Les Québécois, le clergé catholique et l'affaire des écoles du Manitoba / Quebecers, the Catholic Clergy and the Manitoba School Question, 1890-1916

Lettre de Laurier à Gustave Drolet annonçant le règlement Laurier-Greenway

[*Note de l'éditeur : Au moment où Drolet est à Rome pour faire des représentations favorables sur libéraux, les ecclésiastiques canadiens suivants sont passés par le même chemin pour défendre la cause des évêques : Mgr. Langevin, Archevêque de Saint-Boniface, Mgr. Bégin, Archevêque de Québec, Mgr Gravel, évêque de Nicolet, et Mgr Labrecque, évêque de Chicoutimi. Selon Drolet, à Rome on accusait Laurier d'avoir des mœurs inavouables, de n'être pas un chrétien en principe, d'être libéral de l'école condamnée par le pape Pie IX et, pire puisqu'il s'agissait de l'accusation suprême à l'époque, d'être franc-maçon.]

« Personnelle.

Ottawa, 15 décembre 1896.

Mon cher Drolet.

J'ai reçu tes deux dernières lettres. - Merci.

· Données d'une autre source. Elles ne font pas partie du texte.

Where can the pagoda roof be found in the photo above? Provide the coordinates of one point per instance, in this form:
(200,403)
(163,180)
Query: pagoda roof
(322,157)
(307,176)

[…] Le règlement que nous avons obtenu du gouvernement du Manitoba satisfait tous les hommes sensés du Canada, mais le clergé de la, province de Québec ne nous pardonne pas ce qu'il appelle son échec de l'été dernier. Il veut à tout prix prendre sa revanche et à moins que le Saint-Siège n'intervienne à temps, nous sommes menacés d'une guerre religieuse dont les conséquences m'effraient moi-même. Nous ne pouvons cependant pas reculer; certains membres du clergé sont aveugles, car si leur manière de voir devait prévaloir, nous n'aurions pas seulement une guerre religieuse parmi nous, mais des milliers et des milliers d'excellents catholiques seraient portés à tenir la religion responsable des excès et des fautes de ses ministres. Il faut à tout prix éviter cela. X... me disait hier : « Si Drolet pouvait arriver jusqu'au Pape et crier à Léon XIII, comme le cardinal Lavigerie lui cria un jour : Saint-Père, on vous trompe », et ayant ainsi capté l'attention du Souverain Pontife, si Drolet pouvait lui exposer la situation politique du Canada, nous savons que Léon XIII ne serait pas lent à la comprendre et nous croyons aussi qu'il y aurait bien vite mis ordre » .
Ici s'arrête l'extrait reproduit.